Passage
For the fate of the sons of men and the fate of beasts is the same fate for each of them. As one dies so dies the other, and they all have the same breath. So there is no advantage for man over beast, for all is vanity.
For the fate of the sons of men and the fate of beasts is the same fate for each of them. As one dies so dies the other, and they all have the same breath. So there is no advantage for man over beast, for all is vanity.
Ecclesiastes 3:17 I said in my heart, “God will judge both the righteous man and the wicked man,” for a time for every matter and for every work is there.
Ecclesiastes 3:18 I said in my heart concerning the sons of men, “God is testing them in order for them to see that they are but beasts.”
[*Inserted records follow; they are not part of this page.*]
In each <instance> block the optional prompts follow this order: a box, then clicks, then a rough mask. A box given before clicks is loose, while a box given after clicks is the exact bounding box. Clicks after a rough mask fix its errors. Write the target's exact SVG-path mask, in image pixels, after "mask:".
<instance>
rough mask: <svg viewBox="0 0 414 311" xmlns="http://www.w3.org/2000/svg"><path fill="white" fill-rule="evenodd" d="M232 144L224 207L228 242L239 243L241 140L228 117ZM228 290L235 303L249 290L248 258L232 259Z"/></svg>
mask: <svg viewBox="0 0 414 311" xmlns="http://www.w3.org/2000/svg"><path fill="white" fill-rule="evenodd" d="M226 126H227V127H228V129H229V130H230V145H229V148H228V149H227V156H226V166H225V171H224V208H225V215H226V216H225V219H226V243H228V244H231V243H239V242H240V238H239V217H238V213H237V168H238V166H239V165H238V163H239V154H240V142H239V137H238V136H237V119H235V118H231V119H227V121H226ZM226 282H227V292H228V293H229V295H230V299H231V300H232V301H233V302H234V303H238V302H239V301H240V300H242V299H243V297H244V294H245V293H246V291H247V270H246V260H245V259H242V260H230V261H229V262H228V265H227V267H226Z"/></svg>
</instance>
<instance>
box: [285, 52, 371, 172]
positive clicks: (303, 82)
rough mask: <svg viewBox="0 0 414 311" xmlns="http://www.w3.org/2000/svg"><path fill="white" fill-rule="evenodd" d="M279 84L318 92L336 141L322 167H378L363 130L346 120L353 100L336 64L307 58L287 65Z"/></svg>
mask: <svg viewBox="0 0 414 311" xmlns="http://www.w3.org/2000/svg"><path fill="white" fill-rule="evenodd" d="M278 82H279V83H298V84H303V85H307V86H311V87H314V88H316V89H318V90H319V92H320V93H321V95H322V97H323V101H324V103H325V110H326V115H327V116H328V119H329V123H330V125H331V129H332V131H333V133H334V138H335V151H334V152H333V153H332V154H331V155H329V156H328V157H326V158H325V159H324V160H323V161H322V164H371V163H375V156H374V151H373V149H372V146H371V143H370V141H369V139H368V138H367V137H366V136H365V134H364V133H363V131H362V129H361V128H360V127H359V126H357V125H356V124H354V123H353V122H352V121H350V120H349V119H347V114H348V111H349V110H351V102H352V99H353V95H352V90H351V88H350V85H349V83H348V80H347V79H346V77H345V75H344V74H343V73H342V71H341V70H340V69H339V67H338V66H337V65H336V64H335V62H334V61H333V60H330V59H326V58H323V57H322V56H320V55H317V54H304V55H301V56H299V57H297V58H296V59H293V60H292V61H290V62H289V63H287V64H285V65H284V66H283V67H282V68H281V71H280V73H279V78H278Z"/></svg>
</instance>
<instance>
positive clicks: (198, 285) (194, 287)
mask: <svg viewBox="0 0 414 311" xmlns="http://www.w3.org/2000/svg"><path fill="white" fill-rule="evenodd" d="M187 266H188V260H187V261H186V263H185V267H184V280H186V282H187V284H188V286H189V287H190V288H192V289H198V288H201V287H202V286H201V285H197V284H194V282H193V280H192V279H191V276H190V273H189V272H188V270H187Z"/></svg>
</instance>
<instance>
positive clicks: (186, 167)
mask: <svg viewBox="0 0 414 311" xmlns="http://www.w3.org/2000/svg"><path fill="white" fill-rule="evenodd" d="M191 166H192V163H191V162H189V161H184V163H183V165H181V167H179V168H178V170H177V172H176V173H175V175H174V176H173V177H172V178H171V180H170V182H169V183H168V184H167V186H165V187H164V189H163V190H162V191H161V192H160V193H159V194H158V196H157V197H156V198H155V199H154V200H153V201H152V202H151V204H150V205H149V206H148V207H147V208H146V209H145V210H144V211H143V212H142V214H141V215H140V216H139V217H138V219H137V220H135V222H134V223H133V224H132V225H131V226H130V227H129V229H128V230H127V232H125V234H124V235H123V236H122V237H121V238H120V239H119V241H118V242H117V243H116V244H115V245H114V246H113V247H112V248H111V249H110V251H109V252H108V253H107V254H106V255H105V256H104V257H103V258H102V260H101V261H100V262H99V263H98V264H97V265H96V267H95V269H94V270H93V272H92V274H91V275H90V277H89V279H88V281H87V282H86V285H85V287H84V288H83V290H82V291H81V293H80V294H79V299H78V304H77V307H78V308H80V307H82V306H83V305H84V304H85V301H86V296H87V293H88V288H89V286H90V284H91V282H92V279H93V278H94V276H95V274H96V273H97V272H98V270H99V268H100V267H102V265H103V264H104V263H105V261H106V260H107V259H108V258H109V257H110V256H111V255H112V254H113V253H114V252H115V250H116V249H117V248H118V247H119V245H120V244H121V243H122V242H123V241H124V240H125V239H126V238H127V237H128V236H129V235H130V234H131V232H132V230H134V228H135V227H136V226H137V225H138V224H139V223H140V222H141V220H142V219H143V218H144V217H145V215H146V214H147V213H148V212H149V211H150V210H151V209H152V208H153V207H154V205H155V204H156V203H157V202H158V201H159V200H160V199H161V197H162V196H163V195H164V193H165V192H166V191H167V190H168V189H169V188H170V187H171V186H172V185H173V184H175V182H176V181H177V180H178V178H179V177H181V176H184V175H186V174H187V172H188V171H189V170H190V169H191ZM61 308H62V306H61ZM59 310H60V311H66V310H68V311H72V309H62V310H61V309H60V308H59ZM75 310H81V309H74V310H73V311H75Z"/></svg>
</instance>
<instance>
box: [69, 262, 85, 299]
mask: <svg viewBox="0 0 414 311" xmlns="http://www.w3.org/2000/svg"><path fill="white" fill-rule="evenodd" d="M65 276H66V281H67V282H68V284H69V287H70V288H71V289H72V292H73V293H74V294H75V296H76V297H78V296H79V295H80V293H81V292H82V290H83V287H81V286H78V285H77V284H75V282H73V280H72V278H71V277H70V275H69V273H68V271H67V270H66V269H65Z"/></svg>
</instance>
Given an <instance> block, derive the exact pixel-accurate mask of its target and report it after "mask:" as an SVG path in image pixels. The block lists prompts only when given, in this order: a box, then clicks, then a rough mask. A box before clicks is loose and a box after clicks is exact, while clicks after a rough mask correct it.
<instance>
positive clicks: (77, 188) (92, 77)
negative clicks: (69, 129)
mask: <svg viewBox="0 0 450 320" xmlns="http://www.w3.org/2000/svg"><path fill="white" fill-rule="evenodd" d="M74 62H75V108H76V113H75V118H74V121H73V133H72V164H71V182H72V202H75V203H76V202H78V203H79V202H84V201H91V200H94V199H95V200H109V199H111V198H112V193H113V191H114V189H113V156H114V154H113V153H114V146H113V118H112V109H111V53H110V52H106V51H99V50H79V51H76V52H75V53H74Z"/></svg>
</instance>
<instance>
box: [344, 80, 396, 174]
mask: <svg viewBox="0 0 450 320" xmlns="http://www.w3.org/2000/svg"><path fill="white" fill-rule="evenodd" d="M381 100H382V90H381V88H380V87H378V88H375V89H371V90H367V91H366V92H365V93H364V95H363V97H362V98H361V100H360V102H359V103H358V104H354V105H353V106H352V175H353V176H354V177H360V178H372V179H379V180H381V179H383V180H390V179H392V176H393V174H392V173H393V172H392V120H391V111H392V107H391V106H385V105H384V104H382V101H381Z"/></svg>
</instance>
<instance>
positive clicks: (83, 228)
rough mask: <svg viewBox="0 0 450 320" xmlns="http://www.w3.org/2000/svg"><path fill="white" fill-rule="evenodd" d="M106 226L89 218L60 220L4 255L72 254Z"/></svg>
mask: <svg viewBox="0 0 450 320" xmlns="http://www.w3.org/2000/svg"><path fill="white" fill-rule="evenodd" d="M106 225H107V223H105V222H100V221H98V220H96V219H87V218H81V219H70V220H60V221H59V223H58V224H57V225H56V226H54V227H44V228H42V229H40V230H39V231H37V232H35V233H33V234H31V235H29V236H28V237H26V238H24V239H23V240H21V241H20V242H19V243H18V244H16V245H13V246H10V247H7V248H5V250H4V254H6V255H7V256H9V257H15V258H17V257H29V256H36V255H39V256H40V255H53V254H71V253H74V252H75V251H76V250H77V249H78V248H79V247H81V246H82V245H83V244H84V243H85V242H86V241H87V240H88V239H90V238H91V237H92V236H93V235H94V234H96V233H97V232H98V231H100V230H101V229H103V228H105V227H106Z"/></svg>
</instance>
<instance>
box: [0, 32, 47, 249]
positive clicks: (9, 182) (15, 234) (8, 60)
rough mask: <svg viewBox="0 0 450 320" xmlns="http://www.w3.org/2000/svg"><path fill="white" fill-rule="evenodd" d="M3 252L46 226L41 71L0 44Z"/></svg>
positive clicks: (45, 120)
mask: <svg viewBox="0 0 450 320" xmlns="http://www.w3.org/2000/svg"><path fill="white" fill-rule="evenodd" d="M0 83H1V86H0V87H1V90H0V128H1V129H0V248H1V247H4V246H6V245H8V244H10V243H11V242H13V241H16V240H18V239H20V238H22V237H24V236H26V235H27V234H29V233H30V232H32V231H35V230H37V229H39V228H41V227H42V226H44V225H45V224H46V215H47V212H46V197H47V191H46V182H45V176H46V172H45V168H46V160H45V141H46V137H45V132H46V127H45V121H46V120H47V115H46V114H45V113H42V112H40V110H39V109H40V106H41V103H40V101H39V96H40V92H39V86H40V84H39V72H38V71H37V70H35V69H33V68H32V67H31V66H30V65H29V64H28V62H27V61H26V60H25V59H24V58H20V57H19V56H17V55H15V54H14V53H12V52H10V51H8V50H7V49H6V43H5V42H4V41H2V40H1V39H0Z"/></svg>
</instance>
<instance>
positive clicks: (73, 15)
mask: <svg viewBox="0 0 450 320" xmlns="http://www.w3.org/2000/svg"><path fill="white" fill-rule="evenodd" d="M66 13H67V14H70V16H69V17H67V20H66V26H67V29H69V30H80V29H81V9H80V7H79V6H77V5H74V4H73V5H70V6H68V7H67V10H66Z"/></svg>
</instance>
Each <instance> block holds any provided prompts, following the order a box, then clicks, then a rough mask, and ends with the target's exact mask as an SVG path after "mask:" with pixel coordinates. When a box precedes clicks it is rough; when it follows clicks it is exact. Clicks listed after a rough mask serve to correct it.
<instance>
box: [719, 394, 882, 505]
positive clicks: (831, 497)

Ecclesiastes 3:19 For the fate of the sons of men and the fate of beasts is the same fate for each of them. As one dies so dies the other, and they all have the same breath. So there is no advantage for man over beast, for all is vanity.
Ecclesiastes 3:20 All go to the same place. All came from the dust, and all return to the dust.
Ecclesiastes 3:21 Who knows that the breath of man ascends upward and the breath of the beast descends downward to the earth?
The verse centers on "fate", "sons", "beasts", "same", "each", and "dies". It is saying that the verse draws attention to "fate" and "sons", so its meaning should be read from those terms before moving to application.
The nearby context moves from verse 18's "I said in my heart concerning the..." into verse 20's "All go to the same place All...", so "fate" and "sons" belong inside that flow. In Ecclesiastes context, the local focus is covenant, worship, and faithfulness.
A plain takeaway is to answer the verse's own emphasis on "fate" and "sons" with trust shaped by these words, not by a vague optimism outside the passage.